Atlanta 96 significó la peor humillación en la historia del deporte olímpico de la Gran Bretaña. Un equipo plagado de estrellas terminó en el lugar 36 del medallero, con sólo una presea de oro. La prensa calificó la actuación como “ridículo legendario”, y algunos atletas fueron insultados en las calles.

Veinte años más tarde, el equipo británico va a terminar por encima de China en el medallero olímpico, en lo que constituye una sorpresa mayúscula, pero que es consistente con su espectacular ascenso desde aquellos Juegos donde tocaron fondo. ¿Qué pasó? ¿Cómo se pudo operar ese cambio?

La solución fue sorprendentemente simple. En 1997 el gobierno de la isla determinó que un porcentaje de los ingresos de la lotería nacional iría destinado a la preparación de los atletas olímpicos y creó una oficina para ello. Nada más. La gente empezó a comprar billetes en masa y el destino del deporte cambió. En estas dos décadas, el presupuesto olímpico británico pasó de 20 millones de libras a 274 por ciclo olímpico.

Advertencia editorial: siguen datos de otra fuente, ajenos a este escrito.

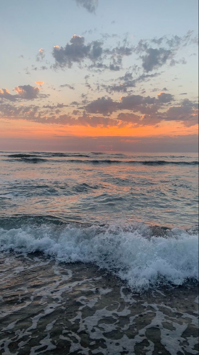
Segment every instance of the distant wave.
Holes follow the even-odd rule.
[[[43,158],[26,157],[21,158],[20,161],[24,162],[24,163],[30,163],[34,164],[37,164],[38,163],[48,161],[48,159],[44,159]]]
[[[24,154],[23,153],[20,153],[19,154],[11,154],[7,156],[10,158],[31,158],[38,157],[38,154],[36,155],[35,154]]]
[[[82,160],[80,159],[71,159],[67,160],[71,163],[92,163],[93,164],[142,164],[143,165],[166,165],[168,164],[180,165],[198,165],[198,162],[172,162],[165,160],[121,160],[109,159],[90,159]]]
[[[62,262],[91,263],[116,275],[132,289],[198,280],[198,230],[175,228],[162,230],[158,236],[144,225],[78,226],[30,221],[18,227],[2,226],[2,251],[39,251]]]
[[[50,157],[79,157],[80,158],[89,158],[89,156],[84,154],[72,154],[66,153],[52,153]]]

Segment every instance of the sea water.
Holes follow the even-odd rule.
[[[198,354],[198,154],[0,155],[1,354]]]

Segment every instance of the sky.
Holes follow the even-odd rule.
[[[0,149],[198,151],[198,6],[2,1]]]

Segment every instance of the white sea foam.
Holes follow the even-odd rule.
[[[93,263],[126,281],[133,289],[159,282],[182,284],[198,280],[198,235],[174,229],[150,236],[149,228],[112,225],[61,228],[52,225],[0,229],[1,251],[43,252],[66,262]]]

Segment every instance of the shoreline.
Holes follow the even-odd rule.
[[[0,261],[1,355],[198,353],[197,285],[136,295],[90,264]]]

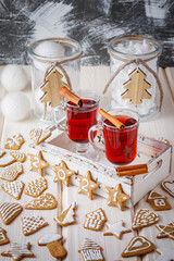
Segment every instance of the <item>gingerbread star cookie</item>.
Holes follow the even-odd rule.
[[[0,246],[9,243],[7,231],[0,227]]]
[[[136,212],[134,216],[132,227],[134,231],[136,231],[145,226],[153,225],[158,221],[159,216],[154,212],[147,209],[140,209]]]
[[[20,261],[23,258],[33,258],[35,257],[34,253],[30,251],[30,244],[29,243],[12,243],[10,248],[1,252],[3,257],[12,257],[14,261]]]
[[[78,252],[80,252],[84,261],[104,261],[101,250],[102,248],[98,244],[89,238],[85,238],[84,243],[79,247]]]
[[[160,234],[157,235],[157,238],[169,237],[174,240],[174,222],[170,222],[167,225],[156,225],[160,231]]]
[[[33,128],[29,132],[29,136],[35,145],[39,145],[51,136],[51,132],[49,129]]]
[[[105,221],[105,213],[100,208],[86,214],[83,227],[90,231],[101,231]]]
[[[147,202],[149,202],[154,211],[170,210],[171,206],[167,202],[167,198],[164,195],[160,195],[156,191],[150,191],[147,197]]]
[[[47,226],[48,223],[41,216],[24,216],[22,220],[22,231],[24,236],[29,236]]]
[[[111,187],[104,187],[107,194],[108,194],[108,206],[115,206],[120,210],[123,211],[123,203],[130,199],[126,194],[122,190],[122,185],[117,184],[114,188]]]
[[[88,198],[92,199],[92,190],[98,188],[98,184],[91,179],[90,171],[85,176],[77,176],[79,183],[78,194],[86,194]]]
[[[51,210],[55,209],[58,201],[52,194],[41,195],[25,206],[25,209],[32,210]]]
[[[5,225],[9,225],[23,210],[18,203],[0,203],[0,217]]]
[[[73,202],[60,215],[58,215],[57,217],[53,217],[53,220],[58,223],[58,225],[61,225],[61,226],[75,224],[76,223],[75,209],[76,209],[76,202]]]
[[[154,245],[142,236],[135,236],[122,252],[123,258],[141,256],[154,250]]]
[[[24,189],[24,183],[22,181],[14,181],[14,182],[8,182],[3,183],[1,185],[1,188],[4,192],[9,194],[14,199],[18,200],[21,199],[21,195]]]
[[[109,224],[109,223],[107,223],[105,226],[107,226],[108,229],[103,233],[103,236],[113,235],[113,236],[115,236],[117,239],[121,239],[121,238],[122,238],[122,235],[123,235],[124,233],[132,232],[132,229],[126,228],[125,226],[123,226],[123,221],[117,221],[117,222],[114,223],[114,224]]]
[[[23,136],[21,134],[16,134],[12,138],[7,139],[4,148],[11,150],[18,150],[24,142],[25,140]]]
[[[75,172],[67,169],[67,165],[64,161],[61,160],[59,165],[51,165],[52,171],[55,173],[53,179],[54,183],[62,182],[69,187],[69,177],[74,175]]]
[[[24,190],[24,194],[34,198],[40,196],[47,189],[47,181],[44,177],[39,177],[28,183]]]
[[[38,151],[36,154],[29,154],[30,169],[29,171],[36,171],[40,176],[44,175],[42,170],[49,164],[42,160],[41,151]]]

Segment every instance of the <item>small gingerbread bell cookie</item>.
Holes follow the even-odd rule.
[[[23,136],[21,134],[16,134],[12,138],[7,139],[4,148],[11,150],[18,150],[24,142],[25,140]]]

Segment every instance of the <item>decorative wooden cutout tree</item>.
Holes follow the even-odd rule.
[[[61,96],[59,90],[61,87],[65,86],[69,88],[69,85],[62,80],[63,75],[59,73],[54,67],[47,74],[46,83],[40,87],[45,92],[40,98],[40,102],[49,102],[50,107],[57,107],[61,103]]]
[[[129,79],[124,83],[125,92],[122,99],[130,99],[132,104],[140,104],[142,99],[151,99],[151,95],[147,91],[151,85],[146,82],[147,75],[139,69],[135,69],[129,75]]]

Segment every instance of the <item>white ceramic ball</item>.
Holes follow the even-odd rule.
[[[29,114],[29,100],[22,91],[10,92],[2,99],[1,110],[4,117],[15,122],[22,121]]]
[[[28,76],[25,70],[17,64],[5,65],[0,75],[1,86],[8,91],[25,89]]]
[[[40,57],[48,58],[64,58],[64,48],[59,44],[50,40],[40,42],[34,50]],[[40,71],[46,71],[48,63],[42,63],[37,60],[34,60],[35,67]]]

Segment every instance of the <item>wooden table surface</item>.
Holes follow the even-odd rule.
[[[28,71],[28,69],[26,69]],[[160,69],[159,71],[160,80],[162,83],[163,88],[163,104],[162,104],[162,111],[158,114],[158,116],[151,121],[148,122],[141,122],[139,127],[139,133],[144,134],[148,137],[152,137],[156,139],[167,139],[170,144],[174,145],[174,69]],[[85,80],[84,80],[85,79]],[[102,92],[104,88],[104,84],[109,79],[109,67],[104,66],[98,66],[98,67],[83,67],[82,74],[80,74],[80,84],[83,85],[83,88],[96,89],[100,94]],[[2,88],[0,89],[2,91]],[[30,87],[28,87],[25,92],[30,97]],[[2,96],[2,92],[1,92]],[[46,127],[47,125],[44,123],[38,122],[37,120],[34,120],[32,116],[26,119],[22,122],[10,122],[7,119],[3,119],[2,115],[0,115],[0,135],[1,135],[1,148],[3,148],[5,139],[14,134],[21,133],[26,142],[22,146],[22,151],[24,152],[36,152],[34,149],[28,147],[30,139],[29,139],[29,130],[33,127]],[[174,161],[174,157],[172,159],[172,163]],[[48,162],[49,163],[49,162]],[[59,162],[55,162],[55,164],[59,164]],[[24,174],[22,174],[18,179],[23,181],[25,183],[25,186],[27,186],[28,181],[32,181],[36,177],[39,177],[39,175],[36,172],[29,171],[29,160],[23,164],[24,165]],[[50,173],[50,172],[49,172]],[[174,241],[170,238],[163,238],[163,239],[157,239],[158,229],[154,227],[154,225],[145,227],[137,232],[130,232],[127,234],[124,234],[122,239],[119,240],[114,236],[103,236],[103,232],[105,231],[105,227],[101,232],[92,232],[83,228],[83,221],[85,220],[85,214],[96,210],[98,208],[102,208],[105,212],[105,215],[108,217],[109,223],[114,223],[116,221],[123,220],[126,227],[132,227],[132,220],[135,214],[135,212],[140,209],[149,209],[152,210],[150,204],[146,202],[146,199],[141,199],[134,208],[132,209],[125,209],[123,212],[120,211],[117,208],[109,207],[107,204],[107,200],[104,198],[101,198],[99,196],[94,196],[94,200],[89,200],[85,195],[79,195],[77,192],[77,187],[71,185],[70,187],[65,187],[64,185],[61,186],[59,183],[53,183],[53,172],[51,174],[47,174],[46,171],[46,178],[48,181],[48,189],[46,191],[52,192],[57,200],[58,200],[58,208],[54,210],[23,210],[23,212],[10,224],[4,225],[0,221],[0,226],[7,229],[8,237],[10,238],[10,241],[16,241],[16,243],[26,243],[29,241],[32,244],[32,251],[35,253],[35,258],[29,258],[26,260],[37,260],[37,261],[51,261],[54,260],[52,258],[47,249],[47,247],[39,247],[37,245],[38,239],[40,236],[48,234],[48,233],[55,233],[55,231],[59,234],[63,235],[63,246],[67,250],[67,257],[63,260],[69,261],[78,261],[83,260],[80,254],[78,253],[78,248],[80,244],[83,243],[85,237],[90,238],[91,240],[96,241],[98,245],[100,245],[103,249],[103,256],[107,261],[116,261],[116,260],[127,260],[123,259],[121,257],[121,252],[124,250],[124,248],[127,246],[130,238],[137,234],[142,235],[150,239],[157,248],[160,247],[169,247],[173,248]],[[172,179],[174,177],[174,169],[172,166],[171,169],[171,176]],[[2,184],[3,181],[0,181],[0,184]],[[174,198],[172,198],[167,192],[161,189],[160,185],[156,188],[157,192],[161,192],[169,198],[169,202],[172,206],[171,210],[167,211],[160,211],[158,212],[160,216],[160,223],[166,224],[170,221],[174,221]],[[22,195],[20,202],[23,207],[26,202],[30,201],[33,198]],[[15,202],[15,199],[12,199],[9,195],[4,194],[0,189],[0,202],[3,201],[13,201]],[[77,223],[67,227],[61,228],[57,225],[57,223],[53,221],[53,217],[57,216],[63,209],[69,207],[71,202],[75,201],[77,203],[77,210],[76,210],[76,221]],[[41,228],[39,232],[25,237],[22,233],[22,224],[21,224],[21,217],[27,215],[41,215],[44,219],[49,223],[49,226],[46,226]],[[0,252],[4,251],[7,248],[9,248],[10,245],[0,246]],[[158,257],[160,257],[156,251],[145,254],[141,258],[129,258],[130,261],[153,261]],[[11,260],[11,258],[2,258],[0,257],[0,260]],[[25,260],[25,259],[24,259]]]

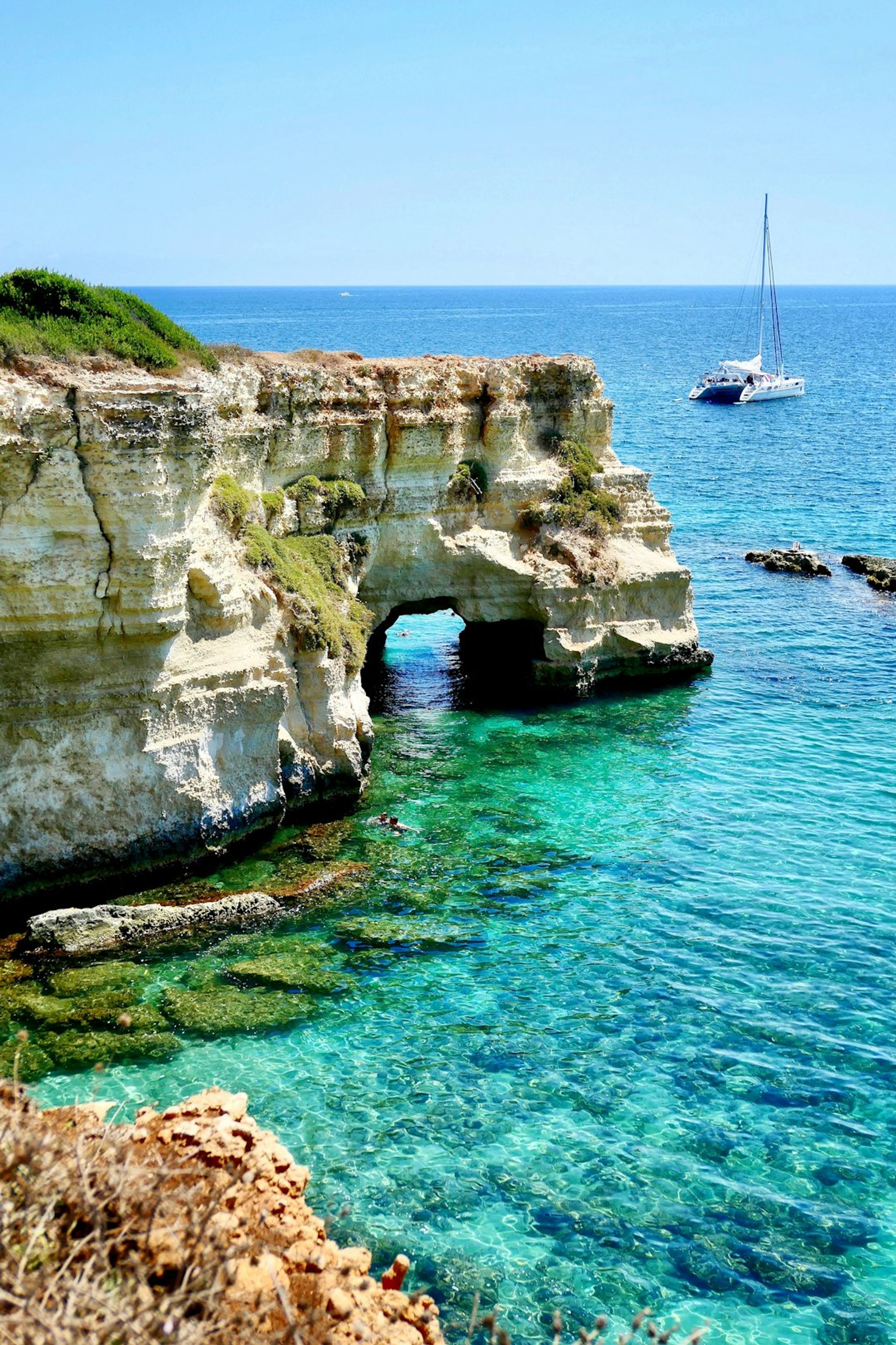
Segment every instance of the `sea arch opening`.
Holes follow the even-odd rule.
[[[544,625],[472,621],[458,607],[447,594],[398,603],[373,629],[361,677],[375,714],[533,698]]]

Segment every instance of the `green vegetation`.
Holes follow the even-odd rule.
[[[265,510],[265,522],[270,523],[273,518],[283,512],[283,504],[286,503],[286,495],[283,491],[262,491],[262,506]]]
[[[210,983],[196,990],[167,990],[163,1007],[184,1032],[222,1037],[231,1032],[289,1028],[314,1011],[314,1001],[283,990],[238,990]]]
[[[340,942],[351,948],[407,947],[430,951],[463,948],[473,942],[473,936],[463,929],[454,925],[434,925],[414,916],[400,920],[391,916],[341,920],[336,925],[336,933]]]
[[[52,1069],[52,1060],[34,1041],[7,1041],[0,1046],[0,1079],[12,1079],[16,1056],[23,1084],[32,1084]]]
[[[171,1060],[180,1042],[171,1032],[48,1032],[40,1048],[56,1069],[93,1069],[113,1060]]]
[[[622,519],[622,502],[603,486],[594,486],[602,472],[594,453],[571,438],[553,440],[551,452],[567,468],[555,491],[543,504],[528,504],[520,512],[520,526],[539,529],[544,523],[574,527],[590,537],[606,537]]]
[[[228,472],[218,476],[211,488],[212,508],[227,523],[234,537],[239,537],[246,527],[257,499],[257,495],[240,486]]]
[[[286,494],[298,506],[304,533],[332,529],[344,514],[360,508],[367,499],[357,482],[343,477],[325,482],[320,476],[302,476],[286,490]],[[322,525],[314,526],[308,518],[309,512],[320,512]]]
[[[142,369],[184,362],[218,369],[218,359],[157,308],[106,285],[86,285],[51,270],[0,276],[0,358],[116,355]]]
[[[355,482],[321,482],[304,476],[289,491],[265,491],[261,504],[267,523],[282,512],[286,496],[300,504],[312,502],[321,516],[332,522],[341,512],[364,502]],[[357,672],[367,654],[372,616],[347,589],[347,565],[359,564],[369,550],[363,534],[351,534],[340,543],[320,530],[310,535],[273,537],[267,527],[250,523],[259,496],[224,472],[211,491],[212,508],[234,537],[246,541],[246,564],[261,570],[283,597],[293,615],[300,647],[326,650],[330,658],[344,658],[349,672]]]
[[[149,976],[138,962],[91,962],[83,967],[66,967],[50,978],[58,995],[94,995],[109,990],[132,990]]]
[[[271,537],[250,523],[246,561],[289,601],[302,648],[326,650],[343,656],[349,672],[360,670],[373,619],[345,590],[345,560],[334,538]]]
[[[489,488],[485,465],[476,459],[458,463],[449,482],[449,495],[462,500],[480,500]]]

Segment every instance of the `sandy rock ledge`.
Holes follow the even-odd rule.
[[[384,1287],[400,1286],[407,1259],[380,1283],[369,1252],[329,1239],[305,1202],[308,1169],[246,1106],[246,1093],[211,1088],[107,1124],[109,1104],[39,1111],[5,1085],[1,1232],[12,1255],[0,1289],[16,1280],[17,1291],[0,1294],[0,1333],[86,1341],[101,1337],[78,1332],[102,1318],[128,1322],[122,1341],[154,1340],[161,1326],[159,1338],[189,1342],[441,1345],[433,1299]],[[16,1237],[40,1217],[42,1181],[55,1193],[42,1231],[48,1252],[16,1279]],[[52,1333],[75,1319],[74,1334]]]

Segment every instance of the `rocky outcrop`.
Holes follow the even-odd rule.
[[[47,952],[94,954],[133,948],[223,929],[251,929],[282,915],[279,901],[265,892],[239,892],[220,901],[185,907],[67,907],[28,921],[28,947]]]
[[[376,1280],[368,1251],[328,1237],[308,1169],[246,1093],[211,1088],[133,1124],[109,1110],[0,1091],[5,1338],[442,1345],[433,1299],[402,1293],[408,1259]]]
[[[887,555],[844,555],[842,564],[853,574],[864,574],[870,588],[896,593],[896,561]]]
[[[814,551],[785,551],[772,547],[770,551],[747,551],[744,561],[764,565],[776,574],[803,574],[806,578],[830,578],[830,570]]]
[[[380,631],[443,605],[469,631],[527,623],[539,679],[582,693],[705,666],[669,515],[613,452],[611,414],[578,356],[0,374],[0,890],[195,855],[357,795],[361,627],[309,640],[271,549],[328,526],[313,492],[278,494],[308,477],[355,483],[340,582]],[[571,490],[564,438],[599,490],[539,515]],[[254,500],[244,535],[215,507],[222,473]]]

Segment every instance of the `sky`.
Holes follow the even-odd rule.
[[[0,0],[0,272],[896,282],[896,0]]]

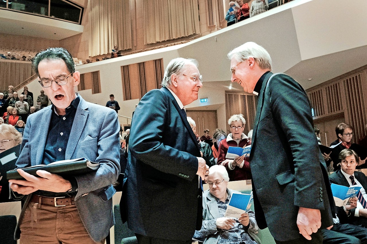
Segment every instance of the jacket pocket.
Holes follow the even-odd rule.
[[[106,202],[111,199],[115,192],[116,190],[113,188],[112,185],[110,185],[109,187],[98,193],[98,195],[104,202]]]
[[[288,184],[294,181],[294,175],[290,170],[277,174],[276,177],[278,182],[280,185]]]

¿Puede México hacer algo así? Podría ser. Se necesita para ello que pasen tres cosas, por lo menos. En primer lugar que el gobierno se decida. La Lotería Nacional en el país tiene fines sociales. No se llama “Para la Asistencia Pública” nada más porque sí. Sería injusto quitarle el dinero a quienes lo necesitan. Pero sí se podrían crear sorteos especiales para el deporte o pensar en mecanismos específicos.

COM Comité Olímpico Mexicano¿De dónde provienen los recursos del Comité Olímpico Mexicano?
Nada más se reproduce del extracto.